Fuzed sits in front of processes that run Ruby, and are bound to PARC's parsing and grammar analysis libraries. These self-identify to the system and each report their own unique API (the services are heterogenous in both function and version).
Every time you fire a query at powerset, it is sent via JSON-RPC to the frontend of our internal fuzed instance, which then does query analysis before forwarding it to the part of the system that actually does search retrieval. For every one query fired at the powerset frontend, our fuzed cluster takes 2-3 hits, so it has to scale pretty well. So far it's performed admirably even under load. The Erlang runtime is proving to be extremely stable.
PS: The headline of this post is a bit misleading since Fuzed is tied to Rails as well (Chassis binding)... not just Erlang.
P.S., we want more language and framework bindings. I have about half a mzscheme erlang binding done (Erlenmeyer on my github) because I'd love to see arc bindings.
So it does things that normal routing doesn't do very well:
1. Fuzed restarts rack processes that become unresponsive or die suddenly as part of its normal operation.

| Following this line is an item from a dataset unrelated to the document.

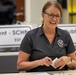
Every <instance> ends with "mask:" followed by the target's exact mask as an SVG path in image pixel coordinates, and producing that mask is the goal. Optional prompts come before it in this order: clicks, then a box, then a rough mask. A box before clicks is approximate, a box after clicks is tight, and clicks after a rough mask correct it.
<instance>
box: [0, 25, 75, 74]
mask: <svg viewBox="0 0 76 75" xmlns="http://www.w3.org/2000/svg"><path fill="white" fill-rule="evenodd" d="M21 26H22V25H21ZM21 26H20V27H19V26H18V27H19V28H18V29H17V27H16V26H15V28H14V26H13V25H12V27H13V29H14V30H16V32H17V33H18V31H17V30H19V29H21ZM9 28H10V29H8V27H7V26H6V28H5V29H4V30H6V31H7V33H8V32H9V31H8V30H11V31H10V32H12V31H13V29H11V26H10V27H9ZM26 28H27V26H26V27H24V26H23V29H24V30H26ZM62 28H64V29H67V28H69V30H71V28H72V29H73V30H75V28H76V26H75V25H74V26H73V25H72V26H71V27H67V26H64V27H63V26H62ZM1 29H3V28H1ZM23 29H21V30H23ZM73 30H72V31H73ZM18 34H19V33H18ZM0 35H1V34H0ZM9 35H10V34H9ZM71 35H72V37H73V41H74V42H75V44H76V41H75V36H76V34H75V33H74V34H72V33H71ZM1 36H2V37H1V38H3V36H4V35H1ZM5 36H6V35H5ZM5 36H4V37H5ZM17 36H18V37H19V35H17ZM17 36H15V37H16V38H17ZM20 36H21V35H20ZM9 37H11V35H10V36H9ZM21 37H23V36H21ZM21 37H19V38H21ZM12 38H14V35H13V37H12ZM14 39H15V38H14ZM21 39H22V38H21ZM6 40H7V38H6ZM9 40H10V39H9ZM18 41H19V40H17V39H16V40H15V42H11V41H10V42H9V43H6V41H4V42H2V40H1V41H0V42H2V43H3V44H4V43H5V44H6V45H7V44H9V45H10V44H11V43H14V44H15V45H14V47H13V49H12V48H11V47H10V48H11V51H10V52H8V51H7V52H5V51H3V52H2V51H1V52H0V73H6V74H7V73H12V74H15V75H20V74H25V75H26V74H27V75H31V73H30V74H28V73H18V70H17V68H16V63H17V56H18V50H17V51H15V49H14V48H15V47H19V44H20V42H18ZM17 43H18V44H17ZM11 45H13V44H11ZM0 47H1V48H2V45H1V43H0ZM3 47H4V46H3ZM7 48H8V47H7ZM66 72H67V73H68V72H74V73H75V72H76V70H75V71H74V70H72V71H66Z"/></svg>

2. Fuzed's dispatcher actually knows when your rack instances are busy and when they aren't. It won't route requests to a busy instance. This ends up being a very good scheduling algorithm for things like rails because of the variable return times.
3. Fuzed clusters reqire almost 0 configuration, they need to be able to do a DNS lookup to a master node, and that's pretty much it.

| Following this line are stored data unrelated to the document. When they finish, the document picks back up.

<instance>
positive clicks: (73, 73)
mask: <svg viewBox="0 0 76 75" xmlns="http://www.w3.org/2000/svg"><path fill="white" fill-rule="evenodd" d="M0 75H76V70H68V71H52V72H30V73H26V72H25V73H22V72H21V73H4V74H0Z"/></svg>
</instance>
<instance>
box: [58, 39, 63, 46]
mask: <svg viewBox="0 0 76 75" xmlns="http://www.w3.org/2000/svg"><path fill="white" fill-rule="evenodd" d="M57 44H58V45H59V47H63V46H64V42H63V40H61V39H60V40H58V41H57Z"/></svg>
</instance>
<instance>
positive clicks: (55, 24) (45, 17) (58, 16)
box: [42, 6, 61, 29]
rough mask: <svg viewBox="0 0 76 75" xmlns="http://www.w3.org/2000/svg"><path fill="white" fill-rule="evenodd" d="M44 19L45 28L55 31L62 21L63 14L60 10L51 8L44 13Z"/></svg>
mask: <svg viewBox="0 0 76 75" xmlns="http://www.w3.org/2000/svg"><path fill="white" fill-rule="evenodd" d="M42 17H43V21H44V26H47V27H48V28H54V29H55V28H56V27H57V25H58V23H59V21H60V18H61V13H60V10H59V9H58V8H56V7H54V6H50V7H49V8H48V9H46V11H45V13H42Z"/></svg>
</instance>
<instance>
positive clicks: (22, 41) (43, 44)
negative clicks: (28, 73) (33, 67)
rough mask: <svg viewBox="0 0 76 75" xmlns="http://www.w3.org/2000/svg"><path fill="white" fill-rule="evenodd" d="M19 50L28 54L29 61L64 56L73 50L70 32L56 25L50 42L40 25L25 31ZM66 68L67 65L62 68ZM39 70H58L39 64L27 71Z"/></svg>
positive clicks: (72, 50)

4. Fuzed can simultaneously host multiple versions of a site and monitor all of them individually OR in groups. Powerset uses the api-mode to host multiple versions of software as we roll out or do performance testing on new hardware or software.
5. Fuzed natively supports multiple frontends that serve out over the same hardware. Usually traditional approaches don't scale horizontally over this dimension without cloning configurations.
I could name some other features that normal clustering approaches need a lot of secondary software to achieve, but I've got a blog post coming up soon that should go over it in more detail.
The nagging voice at the back of my head asks if this is a case of scaling your architecture before you need to?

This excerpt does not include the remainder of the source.